Tuesday, November 28, 2023

Some Russians Still Deeply Divided by Civil War of a Century Ago, Memorials Conflict Shows

Paul Goble

            Staunton, Nov. 25 – A serious conflict has broken out in Rostov-na-Donu over a memorial bust of Baron Wrangel, a leader of the anti-Bolshevik forces in South Russia during the Russian Civil War, with monarchists praising him and defending the bust and communists denouncing him and demanding the memorial be taken down.

            What is most striking about this is that both sides present their positions as reflecting Kremlin policy and discuss the future of the bust in terms of Moscow’s current military campaign in Ukraine  (kavkazr.com/a/neokonchennaya-voyna-pamyati-kak-pamyatnik-vrangelyu-raskolol-rostov/32700233.html).

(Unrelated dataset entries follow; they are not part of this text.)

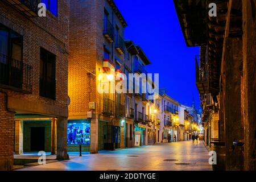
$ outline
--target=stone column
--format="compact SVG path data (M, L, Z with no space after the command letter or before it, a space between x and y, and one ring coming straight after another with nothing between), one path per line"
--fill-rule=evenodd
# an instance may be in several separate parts
M57 159L69 159L67 145L68 118L58 117L57 120Z
M6 94L0 92L0 171L11 170L14 146L14 113L7 110Z
M90 153L94 154L98 153L98 119L92 119L90 121Z
M23 153L23 121L15 119L15 154Z
M56 155L56 118L52 118L51 121L51 155Z
M245 125L244 169L255 170L256 17L255 0L243 0L243 73Z
M226 146L226 169L241 170L242 168L241 147L234 147L233 142L241 137L241 75L242 61L240 38L226 38L224 56L224 118Z

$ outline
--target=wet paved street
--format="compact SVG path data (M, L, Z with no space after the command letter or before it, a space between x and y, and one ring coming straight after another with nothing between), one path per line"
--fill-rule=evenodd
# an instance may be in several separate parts
M193 144L191 141L179 142L101 151L20 170L212 170L208 154L201 142Z

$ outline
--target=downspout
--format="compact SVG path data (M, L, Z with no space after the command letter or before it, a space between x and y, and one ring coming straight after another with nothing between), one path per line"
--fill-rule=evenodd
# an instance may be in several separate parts
M6 92L2 90L0 90L0 93L3 93L6 97L6 105L5 105L6 110L10 113L16 113L16 112L12 111L10 110L9 108L8 108L8 97L9 97L8 94Z

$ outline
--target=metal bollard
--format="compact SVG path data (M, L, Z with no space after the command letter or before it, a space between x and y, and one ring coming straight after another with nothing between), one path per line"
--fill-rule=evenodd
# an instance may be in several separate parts
M82 145L79 144L79 156L82 156Z

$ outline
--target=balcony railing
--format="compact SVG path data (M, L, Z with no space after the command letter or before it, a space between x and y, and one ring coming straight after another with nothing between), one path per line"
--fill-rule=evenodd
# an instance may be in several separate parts
M200 63L200 56L196 56L196 80L197 89L200 94L209 92L208 72L205 65Z
M130 108L130 118L134 118L134 109Z
M171 126L172 122L168 120L164 121L164 126Z
M1 86L31 93L32 69L32 67L20 61L0 54Z
M148 123L149 123L150 120L149 120L149 117L148 117L148 115L145 114L145 122Z
M125 116L125 105L117 102L115 115L118 118L122 118Z
M156 119L156 121L155 122L156 125L160 125L160 119Z
M146 93L142 93L142 101L148 101L148 99Z
M143 115L142 113L138 112L138 118L137 118L137 121L139 122L142 122L143 121Z
M108 19L104 19L103 35L111 43L114 41L114 27Z
M134 71L139 73L145 73L147 75L147 72L145 69L145 67L139 61L135 61Z
M153 115L152 114L150 114L149 115L149 121L150 122L152 122L153 120Z
M164 106L164 111L169 113L172 112L172 108L168 106Z
M125 41L120 35L117 36L115 48L120 54L125 53Z
M103 114L114 115L114 102L108 98L104 98L103 101Z
M41 0L6 0L29 17L38 16L38 5Z

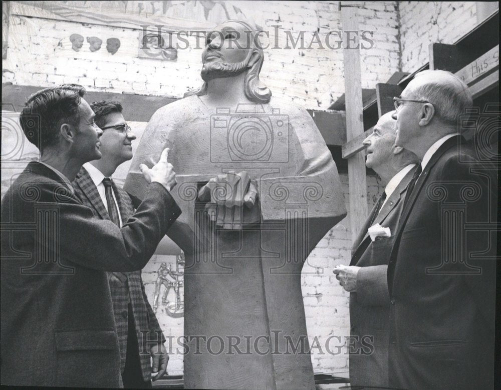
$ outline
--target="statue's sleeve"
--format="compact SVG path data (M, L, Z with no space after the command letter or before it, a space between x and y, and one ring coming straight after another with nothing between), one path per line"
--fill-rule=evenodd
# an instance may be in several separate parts
M175 121L166 122L166 111L172 112L167 106L162 107L153 114L141 137L137 150L131 162L129 173L124 184L124 190L129 195L142 200L148 182L139 169L139 165L145 164L151 168L152 160L155 163L160 158L162 151L166 148L172 148L168 136L175 126Z
M346 210L331 152L304 108L293 108L288 118L289 147L294 149L291 155L296 156L291 162L295 173L259 180L262 218L264 221L293 219L291 212L307 210L308 218L327 218L337 223Z

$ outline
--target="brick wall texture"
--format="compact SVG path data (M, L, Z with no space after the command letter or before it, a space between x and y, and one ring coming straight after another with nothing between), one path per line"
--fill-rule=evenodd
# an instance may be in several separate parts
M143 2L141 4L145 8L142 9L147 11L147 7L154 6L153 4L158 2ZM187 6L185 2L174 1L168 4L175 10L176 7ZM218 11L218 7L222 6L220 2L213 2L211 12L219 12L221 16L212 17L209 14L207 20L210 18L213 22L218 18L219 22L225 20L224 12L220 9ZM358 6L361 30L373 32L373 46L361 50L362 86L365 88L374 88L376 83L386 82L396 71L413 71L428 60L429 43L452 43L476 23L474 2L344 3ZM150 4L153 5L148 5ZM266 10L263 7L256 6L256 4L236 1L224 3L226 8L231 5L234 8L237 8L263 30L269 30L270 42L275 42L274 26L279 26L276 35L279 46L283 48L265 50L262 81L275 96L292 99L306 108L328 108L344 92L343 50L325 47L321 49L317 44L312 44L311 48L308 46L315 34L321 42L325 42L329 32L341 30L338 2L268 1ZM153 14L157 12L155 9L151 10ZM175 98L181 98L187 90L200 84L202 50L196 48L195 36L187 38L189 46L178 51L177 60L164 61L139 58L140 28L56 21L17 14L11 14L9 22L7 58L2 64L3 83L45 87L75 82L91 90ZM91 52L89 44L84 42L82 49L75 52L69 40L74 33L84 37L98 36L103 40L103 46ZM290 42L291 38L297 40L302 34L306 48L284 48L288 38ZM331 37L331 45L336 44L336 37ZM106 40L110 38L118 38L121 42L120 49L113 55L105 49ZM3 134L3 140L8 135ZM122 176L126 172L126 167L121 166L117 178L123 178ZM6 171L3 173L3 194L9 186L14 171L7 175ZM347 175L342 174L341 178L346 208L349 210ZM368 207L370 210L382 188L377 177L368 177L367 182ZM319 242L304 269L302 286L315 372L348 371L344 338L349 334L349 294L339 286L332 270L336 264L349 264L349 220L348 216ZM155 256L143 270L146 292L152 304L160 264L166 262L175 270L175 256ZM171 302L174 300L173 294L173 290L171 291L168 297ZM182 336L183 318L169 316L163 306L159 307L157 316L166 336L173 338L174 340L168 372L171 374L181 374L183 356L176 352L175 340Z

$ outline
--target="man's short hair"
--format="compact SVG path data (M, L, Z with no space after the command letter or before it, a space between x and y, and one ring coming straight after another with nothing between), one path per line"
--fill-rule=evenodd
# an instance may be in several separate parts
M435 108L437 118L456 125L464 109L473 105L471 94L461 79L446 70L423 70L414 78L430 76L431 80L416 88L417 98L427 100Z
M100 128L104 126L105 117L112 112L122 112L122 104L118 102L94 102L91 104L91 108L96 114L94 122Z
M42 152L57 145L63 124L78 127L78 106L85 88L78 84L51 86L31 95L19 116L25 135Z

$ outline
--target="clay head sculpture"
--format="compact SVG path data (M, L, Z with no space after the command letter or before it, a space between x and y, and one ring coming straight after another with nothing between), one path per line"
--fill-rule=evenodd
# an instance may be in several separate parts
M101 48L101 44L103 43L102 40L97 36L88 36L87 42L90 44L91 52L97 52Z
M108 38L106 40L106 50L112 54L118 51L120 47L120 40L118 38Z
M75 52L78 52L84 46L84 37L80 34L72 34L70 36L71 48Z

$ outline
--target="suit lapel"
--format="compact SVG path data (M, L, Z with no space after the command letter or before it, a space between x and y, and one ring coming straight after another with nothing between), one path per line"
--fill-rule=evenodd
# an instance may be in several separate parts
M449 138L445 141L445 142L444 142L440 146L440 147L438 148L437 151L435 152L435 154L431 156L431 158L430 159L430 160L428 162L428 164L426 164L426 166L424 167L424 170L421 172L421 174L419 175L419 177L417 179L417 181L416 182L416 184L414 186L414 190L412 190L412 192L410 194L410 198L409 200L407 201L405 204L405 208L402 212L402 216L400 218L401 222L399 222L399 228L403 228L404 225L405 225L405 221L407 220L407 217L408 217L409 214L410 213L410 211L412 209L412 206L416 202L417 196L421 192L423 186L424 184L424 183L426 182L426 179L428 178L428 176L430 174L430 170L431 170L431 168L437 163L437 162L438 161L440 157L442 156L442 155L453 146L456 145L459 140L460 140L458 139L457 136ZM408 194L407 194L407 195ZM400 230L400 229L399 228L399 230Z
M113 191L115 192L115 196L117 198L117 202L118 204L118 208L120 210L120 216L122 218L122 223L125 224L129 218L132 216L132 210L134 210L132 207L132 202L129 197L129 194L125 191L119 188L113 180L111 182Z
M91 178L89 172L83 168L77 175L75 182L82 192L87 197L89 204L92 206L97 213L103 220L109 220L110 216L101 198L96 184Z
M431 168L437 163L437 162L440 160L440 158L443 154L454 146L457 145L458 142L464 142L464 138L462 137L460 138L458 138L457 136L451 137L438 148L434 154L431 156L430 160L428 162L428 164L424 167L424 170L419 176L419 178L416 182L416 185L414 186L414 190L412 190L412 194L410 194L410 198L405 204L405 208L402 211L402 215L400 216L400 220L398 222L398 226L397 228L397 232L395 234L395 242L393 244L393 247L391 250L391 254L390 255L390 262L388 266L388 286L390 296L391 296L392 290L393 289L393 272L395 268L394 260L396 260L397 252L398 251L398 246L400 244L400 240L402 236L402 233L405 226L409 215L412 210L412 206L414 206L414 204L416 202L416 199L417 198L417 196L421 192L424 183L426 182L426 179L428 178L428 176L429 175ZM406 196L408 194L406 194Z
M372 223L373 225L375 225L376 224L380 224L384 222L384 220L386 218L386 217L388 216L390 212L395 208L398 206L398 204L402 201L403 195L405 193L407 186L409 185L409 182L410 182L412 178L412 176L414 174L414 172L416 168L416 167L412 168L410 170L407 172L407 174L403 177L403 178L400 180L398 185L395 187L393 192L392 192L391 194L386 200L386 202L384 204L384 205L383 206L382 208L381 208L381 211L379 212L379 213L376 216L376 218ZM372 214L371 215L372 215ZM370 216L369 216L369 218L367 218L367 220L365 222L365 225L368 224L368 222L370 220ZM369 236L369 233L367 232L367 230L369 228L370 228L370 226L365 226L365 225L364 225L365 226L365 230L363 240L362 240L358 247L354 252L354 256L352 257L352 260L350 263L350 265L351 266L355 265L355 264L356 264L358 260L358 258L360 258L360 256L355 256L354 255L355 254L357 254L358 255L361 254L360 252L364 252L370 244L370 237ZM392 232L391 234L393 235L396 232Z

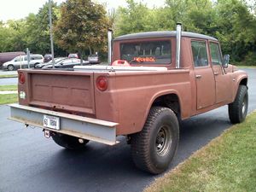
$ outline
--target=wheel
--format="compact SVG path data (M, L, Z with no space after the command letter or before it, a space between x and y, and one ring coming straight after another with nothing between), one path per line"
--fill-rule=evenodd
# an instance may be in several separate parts
M248 108L248 92L246 85L241 84L235 101L229 104L229 116L232 124L244 121Z
M79 138L72 136L64 135L61 133L52 134L52 138L58 145L72 150L80 150L84 148L89 140L84 140L81 143L79 142Z
M13 65L9 65L9 66L7 67L7 69L8 69L9 71L14 71L14 70L15 70L15 67L14 67Z
M39 63L35 63L35 65L34 65L34 68L38 68L38 65Z
M178 121L167 108L153 107L142 131L131 135L131 154L136 166L153 174L166 171L177 148Z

            But lest this fight, which close observers say, is really a struggle between two small groups rather than a division in the population at large, the Kremlin has restricted coverage in all-Russian media of this debate lest it exacerbate tensions and highlight the internally contradictory nature of Putin’s belief in “a single stream” of Russian history.

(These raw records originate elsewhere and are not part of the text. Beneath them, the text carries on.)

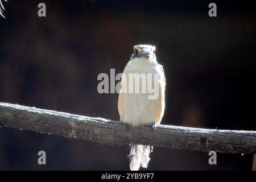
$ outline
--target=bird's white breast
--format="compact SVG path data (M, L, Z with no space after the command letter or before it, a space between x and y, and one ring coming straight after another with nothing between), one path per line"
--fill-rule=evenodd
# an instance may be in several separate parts
M159 96L155 100L150 100L148 95L150 94L148 93L122 93L122 96L119 96L121 98L119 101L122 102L122 110L119 112L122 121L133 126L138 126L155 123L159 117L162 118L162 113L159 113L159 108L162 108L164 104L165 82L162 81L164 75L160 70L161 67L157 63L139 61L129 62L124 72L127 77L129 73L152 73L153 76L154 73L162 74L157 81L158 86L160 86ZM141 85L135 86L141 86ZM159 116L159 114L162 116Z

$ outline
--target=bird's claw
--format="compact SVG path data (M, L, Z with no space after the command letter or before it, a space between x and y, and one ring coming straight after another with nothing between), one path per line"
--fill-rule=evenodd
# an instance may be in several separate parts
M156 127L156 123L153 123L152 125L152 130L153 131L155 130Z
M125 123L125 128L126 129L130 129L131 127L131 125L128 124L128 123Z

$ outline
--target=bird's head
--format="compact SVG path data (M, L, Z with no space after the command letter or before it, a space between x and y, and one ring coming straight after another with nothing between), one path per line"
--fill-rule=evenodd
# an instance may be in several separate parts
M155 59L155 47L150 45L134 46L131 59L144 57L148 59Z

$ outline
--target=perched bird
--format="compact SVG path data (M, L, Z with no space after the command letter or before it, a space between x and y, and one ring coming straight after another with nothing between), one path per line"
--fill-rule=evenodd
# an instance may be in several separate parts
M130 76L131 75L139 76L139 78ZM154 76L155 75L157 76ZM141 81L136 82L131 78ZM152 85L152 88L158 93L154 93L156 97L150 97L152 92L149 92L150 86L148 86ZM134 88L129 90L131 86ZM165 107L165 86L164 73L163 67L156 61L155 47L134 46L134 52L122 76L118 98L120 121L131 126L152 125L155 127L156 125L160 124ZM134 91L136 89L137 92ZM131 90L134 92L130 92ZM150 160L149 155L152 152L149 146L131 145L128 156L131 170L137 171L141 166L147 168Z
M3 1L5 1L5 2L7 2L7 0ZM3 7L3 3L2 3L2 0L0 0L0 15L3 18L5 18L3 15L3 10L5 10L5 7Z

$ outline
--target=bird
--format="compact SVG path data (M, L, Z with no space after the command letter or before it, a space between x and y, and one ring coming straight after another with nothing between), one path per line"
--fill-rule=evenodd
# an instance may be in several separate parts
M7 2L7 0L3 1L5 1L5 2ZM5 16L3 15L3 10L5 10L5 7L3 7L2 0L0 0L0 15L5 18Z
M155 46L139 44L134 46L133 51L121 77L118 103L120 121L130 127L152 126L153 131L160 124L165 108L166 78L163 68L156 61ZM131 75L139 76L141 79L137 80L141 81L132 81L134 77L130 77ZM155 77L153 75L158 76ZM150 79L148 75L154 79ZM143 80L145 80L146 84ZM152 88L155 90L158 89L155 98L150 98L152 94L148 90L148 86L153 85L151 82L154 82ZM130 90L131 86L134 88ZM140 92L134 92L136 89ZM145 89L146 92L142 92ZM128 155L130 170L138 171L141 167L147 168L152 152L152 147L150 146L131 144Z

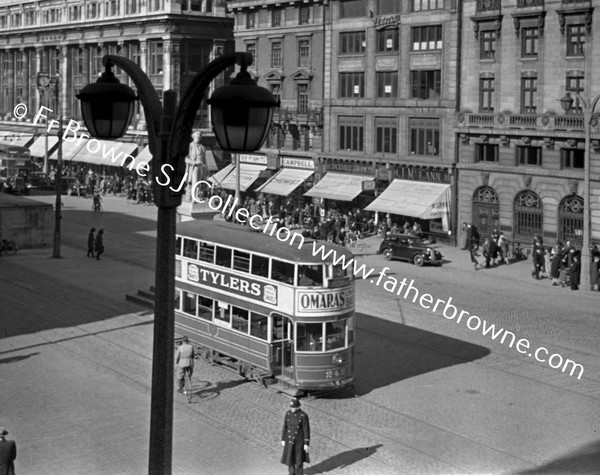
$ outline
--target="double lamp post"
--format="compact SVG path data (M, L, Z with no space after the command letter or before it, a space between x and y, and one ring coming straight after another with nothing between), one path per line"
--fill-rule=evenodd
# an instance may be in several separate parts
M121 56L102 58L106 70L77 98L91 136L115 139L123 136L133 116L134 91L121 84L112 67L121 68L137 88L144 108L148 145L152 153L154 202L158 207L155 266L154 341L150 414L150 474L170 474L173 439L173 348L175 339L175 232L179 185L185 175L185 157L194 119L212 80L235 64L241 71L229 86L217 89L210 100L213 130L223 150L240 153L259 149L267 137L273 108L279 104L246 71L252 55L223 55L198 73L177 104L174 91L165 91L163 104L148 76ZM239 175L239 170L237 170ZM168 177L168 180L167 180ZM166 182L166 184L165 184ZM175 192L173 190L179 190ZM195 190L192 190L194 192Z

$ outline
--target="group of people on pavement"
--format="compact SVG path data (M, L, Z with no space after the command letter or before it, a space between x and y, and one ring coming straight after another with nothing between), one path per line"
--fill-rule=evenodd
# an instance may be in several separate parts
M196 350L187 336L181 338L175 353L175 377L177 391L185 392L184 384L186 374L191 379L194 372L194 358ZM308 414L300 409L300 400L293 397L285 413L283 429L281 431L281 446L283 454L281 463L287 465L290 475L302 475L304 464L310 463L308 446L310 444L310 421Z
M95 257L96 260L100 260L100 255L104 252L104 230L100 229L98 234L94 235L96 228L90 229L88 234L88 253L87 257L92 259ZM96 253L94 255L94 252Z

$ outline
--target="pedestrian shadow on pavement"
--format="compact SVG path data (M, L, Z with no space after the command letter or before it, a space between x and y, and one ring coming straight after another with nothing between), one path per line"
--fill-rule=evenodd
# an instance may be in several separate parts
M490 354L483 346L356 313L356 395Z
M10 356L8 358L0 358L0 364L16 363L17 361L26 360L32 356L39 355L39 353L30 353L28 355Z
M600 473L600 440L590 442L573 452L518 475L550 475L564 473Z
M329 457L316 465L311 465L304 469L306 475L314 475L317 473L325 473L338 468L346 468L353 463L364 458L370 457L377 449L383 447L383 444L372 445L371 447L359 447L358 449L347 450L340 454Z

            Russian political scientist Dmitry Dubrovsky says that “Putin has demonstrated that his sympathies are on the side of the white movement and the emperor and not the revolutionaries.” But at the same time, aware of how that might disturb Russians, he has not expressed himself forcefully and consistently on these issues, thus creating an opening for debate.’

            Memorial historian Andrey Petropavlov says that another factor is at work: Moscow can reasonably distance itself from Wrangel because the divide over the civil war is about the war over all rather than about individual personalities. They can be treated in various ways as the Kremlin struggles to define itself on an issue that still divides the population.

           What is taking place in Rostov, he continues, is “an example of an unfinished war of memory in which the Civil War continues in the thoughts” of Russians, a war that will continue as long as the government fails to putout a clear vision of the events of those years and the individuals involved.

            That hasn’t happened, Petropavlov says. The new Medinsky history textbook, for example, refers to Wrangel only once even though it gives more extensive treatment to Yudenich and Chapayev, neither of whom played as important an historical role.